‘Blown Away’ By UAV & ATGM Attacks, Russia To Arm Its T-90M Tanks With Arena-M Active Protection System

In the face of significant tank losses in Ukraine, Russia is ramping up efforts to strengthen the protection of its main battle tanks. 

Moscow is set to enhance the defensive capabilities of its T-90M and T-80BVM tanks by equipping them with Arena-M active protection systems (APS), reported Nia Rovosti. 

The Arena-M APS is designed to shoot down missiles and shells by triggering specialized ammunition detonation. 

The Arena-M complex has an onboard computer, a radar station with improved noise immunity, and special ammunition fitted in the mines around the tank turret’s perimeter. 

When a projectile, anti-tank missile, or enemy grenade is detected heading toward a battle tank, the radar determines its route and fires a defensive projectile that hits the target to eliminate it in flight.

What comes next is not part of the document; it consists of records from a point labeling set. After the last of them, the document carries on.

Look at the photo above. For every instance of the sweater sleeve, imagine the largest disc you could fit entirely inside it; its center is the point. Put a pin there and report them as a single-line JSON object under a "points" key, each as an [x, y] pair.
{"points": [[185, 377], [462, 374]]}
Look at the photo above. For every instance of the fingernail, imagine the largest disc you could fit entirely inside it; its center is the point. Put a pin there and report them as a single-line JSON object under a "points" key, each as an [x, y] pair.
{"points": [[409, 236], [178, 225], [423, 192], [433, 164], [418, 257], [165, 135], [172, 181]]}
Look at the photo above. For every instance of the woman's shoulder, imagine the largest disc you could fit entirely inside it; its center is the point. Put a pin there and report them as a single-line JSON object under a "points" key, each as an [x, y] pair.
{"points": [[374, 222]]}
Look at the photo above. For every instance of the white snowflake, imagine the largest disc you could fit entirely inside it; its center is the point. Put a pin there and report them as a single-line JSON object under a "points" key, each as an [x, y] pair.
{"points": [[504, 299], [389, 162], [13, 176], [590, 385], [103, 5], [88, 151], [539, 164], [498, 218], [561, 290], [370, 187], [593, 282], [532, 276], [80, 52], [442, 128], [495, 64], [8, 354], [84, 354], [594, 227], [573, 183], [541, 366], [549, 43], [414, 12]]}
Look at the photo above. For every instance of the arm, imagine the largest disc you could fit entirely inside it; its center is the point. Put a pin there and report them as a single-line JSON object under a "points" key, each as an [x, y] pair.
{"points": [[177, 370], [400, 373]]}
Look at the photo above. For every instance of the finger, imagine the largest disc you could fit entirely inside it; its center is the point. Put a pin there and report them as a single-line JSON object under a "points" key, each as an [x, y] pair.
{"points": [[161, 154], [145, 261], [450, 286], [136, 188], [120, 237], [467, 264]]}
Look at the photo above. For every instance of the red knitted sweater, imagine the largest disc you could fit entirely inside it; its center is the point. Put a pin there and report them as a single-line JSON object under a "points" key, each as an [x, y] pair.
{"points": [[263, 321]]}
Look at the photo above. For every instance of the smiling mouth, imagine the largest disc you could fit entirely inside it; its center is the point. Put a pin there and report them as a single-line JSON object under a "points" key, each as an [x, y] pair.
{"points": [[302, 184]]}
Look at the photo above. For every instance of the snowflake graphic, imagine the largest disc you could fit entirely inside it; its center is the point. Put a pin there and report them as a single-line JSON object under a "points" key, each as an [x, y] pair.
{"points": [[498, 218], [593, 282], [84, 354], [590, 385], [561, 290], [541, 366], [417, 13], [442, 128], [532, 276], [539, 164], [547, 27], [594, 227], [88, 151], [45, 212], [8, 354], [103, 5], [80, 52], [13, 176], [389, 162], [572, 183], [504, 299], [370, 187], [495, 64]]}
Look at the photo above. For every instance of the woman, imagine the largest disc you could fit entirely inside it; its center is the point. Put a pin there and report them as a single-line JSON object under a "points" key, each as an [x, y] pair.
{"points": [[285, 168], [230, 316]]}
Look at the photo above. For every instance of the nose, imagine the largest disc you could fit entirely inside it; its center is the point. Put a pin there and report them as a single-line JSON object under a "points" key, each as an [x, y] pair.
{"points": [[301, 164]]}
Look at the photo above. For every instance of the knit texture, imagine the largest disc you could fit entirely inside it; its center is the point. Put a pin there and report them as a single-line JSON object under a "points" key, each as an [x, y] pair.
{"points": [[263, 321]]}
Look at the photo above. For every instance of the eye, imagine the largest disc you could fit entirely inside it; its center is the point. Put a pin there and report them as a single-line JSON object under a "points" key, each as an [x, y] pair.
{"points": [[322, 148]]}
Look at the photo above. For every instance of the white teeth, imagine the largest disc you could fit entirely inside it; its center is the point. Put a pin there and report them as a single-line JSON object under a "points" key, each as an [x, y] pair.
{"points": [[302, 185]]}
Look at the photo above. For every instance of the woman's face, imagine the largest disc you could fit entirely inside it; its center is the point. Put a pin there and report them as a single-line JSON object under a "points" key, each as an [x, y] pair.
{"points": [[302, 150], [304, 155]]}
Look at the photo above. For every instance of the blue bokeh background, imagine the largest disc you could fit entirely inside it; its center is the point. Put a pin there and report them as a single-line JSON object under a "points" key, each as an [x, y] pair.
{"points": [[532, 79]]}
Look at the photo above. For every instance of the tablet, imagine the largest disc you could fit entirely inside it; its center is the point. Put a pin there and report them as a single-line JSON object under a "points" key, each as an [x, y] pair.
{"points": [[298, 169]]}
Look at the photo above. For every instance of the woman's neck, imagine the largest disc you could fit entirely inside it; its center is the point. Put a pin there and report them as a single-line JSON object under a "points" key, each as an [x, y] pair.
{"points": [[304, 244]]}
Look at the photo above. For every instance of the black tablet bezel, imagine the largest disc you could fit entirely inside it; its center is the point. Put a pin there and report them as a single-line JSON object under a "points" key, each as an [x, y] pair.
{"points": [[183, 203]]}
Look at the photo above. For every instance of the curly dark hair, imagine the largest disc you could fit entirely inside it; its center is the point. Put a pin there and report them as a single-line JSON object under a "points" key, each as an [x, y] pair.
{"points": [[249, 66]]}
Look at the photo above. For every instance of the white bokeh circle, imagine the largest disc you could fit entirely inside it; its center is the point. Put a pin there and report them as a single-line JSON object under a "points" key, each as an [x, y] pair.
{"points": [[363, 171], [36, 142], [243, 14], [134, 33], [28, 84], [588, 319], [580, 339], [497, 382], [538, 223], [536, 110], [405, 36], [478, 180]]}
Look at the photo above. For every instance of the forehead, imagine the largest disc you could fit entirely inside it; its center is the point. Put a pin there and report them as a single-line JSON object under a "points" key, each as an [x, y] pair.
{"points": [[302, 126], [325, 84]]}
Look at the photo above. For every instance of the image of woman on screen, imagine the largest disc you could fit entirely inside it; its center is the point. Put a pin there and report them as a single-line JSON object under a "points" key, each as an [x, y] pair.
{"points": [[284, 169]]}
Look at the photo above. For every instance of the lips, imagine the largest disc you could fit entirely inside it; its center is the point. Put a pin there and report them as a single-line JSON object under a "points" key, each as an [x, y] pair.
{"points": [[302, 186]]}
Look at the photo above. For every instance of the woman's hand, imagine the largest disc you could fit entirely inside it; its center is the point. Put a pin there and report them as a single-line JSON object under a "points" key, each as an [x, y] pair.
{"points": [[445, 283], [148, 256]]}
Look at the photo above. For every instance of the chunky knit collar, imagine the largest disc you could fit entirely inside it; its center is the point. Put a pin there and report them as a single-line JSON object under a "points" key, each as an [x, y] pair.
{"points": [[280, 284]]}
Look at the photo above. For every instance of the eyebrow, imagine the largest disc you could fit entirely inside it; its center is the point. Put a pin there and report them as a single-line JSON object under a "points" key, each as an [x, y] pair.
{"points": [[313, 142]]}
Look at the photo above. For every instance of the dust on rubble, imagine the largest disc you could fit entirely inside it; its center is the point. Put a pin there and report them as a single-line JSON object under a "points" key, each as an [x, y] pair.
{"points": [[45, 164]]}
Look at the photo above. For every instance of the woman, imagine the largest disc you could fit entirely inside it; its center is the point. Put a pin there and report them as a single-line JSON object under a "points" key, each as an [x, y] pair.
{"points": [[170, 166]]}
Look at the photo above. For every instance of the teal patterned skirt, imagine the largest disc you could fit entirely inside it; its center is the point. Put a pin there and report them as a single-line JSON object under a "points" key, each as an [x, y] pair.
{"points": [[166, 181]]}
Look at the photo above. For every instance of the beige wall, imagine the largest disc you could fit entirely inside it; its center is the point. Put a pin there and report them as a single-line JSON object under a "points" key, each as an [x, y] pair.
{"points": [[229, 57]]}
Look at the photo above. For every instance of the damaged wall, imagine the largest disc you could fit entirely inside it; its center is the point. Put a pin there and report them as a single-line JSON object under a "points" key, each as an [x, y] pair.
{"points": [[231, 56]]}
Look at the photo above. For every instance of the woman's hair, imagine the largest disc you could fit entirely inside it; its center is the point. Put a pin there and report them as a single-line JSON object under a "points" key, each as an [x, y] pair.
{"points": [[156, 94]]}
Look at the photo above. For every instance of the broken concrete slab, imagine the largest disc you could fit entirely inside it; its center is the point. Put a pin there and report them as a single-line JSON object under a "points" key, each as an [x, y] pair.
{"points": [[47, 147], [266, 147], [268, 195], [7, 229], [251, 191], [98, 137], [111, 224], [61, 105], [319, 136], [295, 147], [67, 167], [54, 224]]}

The Arena-M system can be installed on any armored vehicle, but modifications would have to be made to account for the specific features of each vehicle, as noted by its manufacturer. 

The Russian defense ministry has reportedly demonstrated a keen desire to rapidly equip Russian tanks with the Arena-M Active Protection System (APS) developed by “High Precision Systems” (part of the Russian state-owned Rostec).

Furthermore, Russian-state media claimed that foreign customers have also expressed interest in the Arena-M system.

However, the company’s primary focus is currently to meet the requirements of the Russian army for APS and establish mass production.

The Mechanical Engineering Design Bureau, a division of High-Precision Complexes, developed the Arena-M APS. According to the reports, the final stages of discussion regarding installing this system on the T-72B3 and T-72B3M tanks are also underway.

Tower tank with units KAZ “Arena.” A radar block is raised above the tower; launchers are located along the dome’s perimeter. Photo of the Ministry of Defense of the Russian Federation

Despite the strict sanctions the US and its allies imposed on Russia’s defense industries, efforts to modernize various Russian tanks continue. Reports indicate that Russia can produce several dozen tanks daily, demonstrating its sustained production potential.

During a visit to a tank factory on February 9, former Russian President Dmitry Medvedev stated that Moscow would increase its production of tanks in response to the Western countries supplying arms to Ukraine. 

He remarked that Ukraine has been requesting foreign aid for planes, missiles, and tanks, and as a response, it is natural for Russia to enhance its production of various weapon systems, including modern tanks. 

T-90M Russia

Russia’s Tank Losses In Ukraine 

In 2017, the Mechanical Engineering Design Bureau, which created the Arena series of active protection systems, announced that these systems would be installed on the T-72 and T-90 Main Battle Tanks (MBTs) in the future.

However, despite the announcement, there were no further reports of installing APS on the T-72 and T-90 MBTs. The latest development suggests that Moscow prioritizes safety in response to the substantial tank losses witnessed in Ukraine. 

In February, the International Institute of Strategic Studies (IISS) suggested that the Russian army lost about 40% of its pre-war tank fleet, prompting Russia to draw older tanks from its Cold War-era stockpiles.

The think tank’s statistics are mostly based on publicly available photographs taken by drones, satellites, and soldiers on the front lines from the beginning of the conflict through the end of November. Considering the nature of combat, approximation of loss is only possible.

Experts believe that Russian overoptimism resulted in significant tank losses early in the conflict, particularly during the failed offensive on Kyiv, when a huge number of tanks and armored vehicles were obliterated en route to the North of the city.

T-72B3 with KAZ “Arena-M” (launchers are marked in red) at the test site, 2019

On the other hand, Ukraine is believed to have augmented its tank fleet through the captured Russian tanks and the acquisition of modern tanks from its Western allies.  

According to John Chipman, the IISS chair, the conflict was “a political and military failure for Russia,” exposing leadership issues and weapons shortages despite Kremlin’s modernization efforts. 

A recent intelligence update from the UK defense ministry also stated that Russia’s 10th Tank Regiment, part of the newly formed 3rd Army Corps, is believed to have suffered significant tank losses while attempting to encircle Avdiivka from the South. 

Although the announcement demonstrates Russia’s commitment to enhancing the protection of its main battle tanks, it remains to be seen how long it will take to install the new protection system on all of its tanks.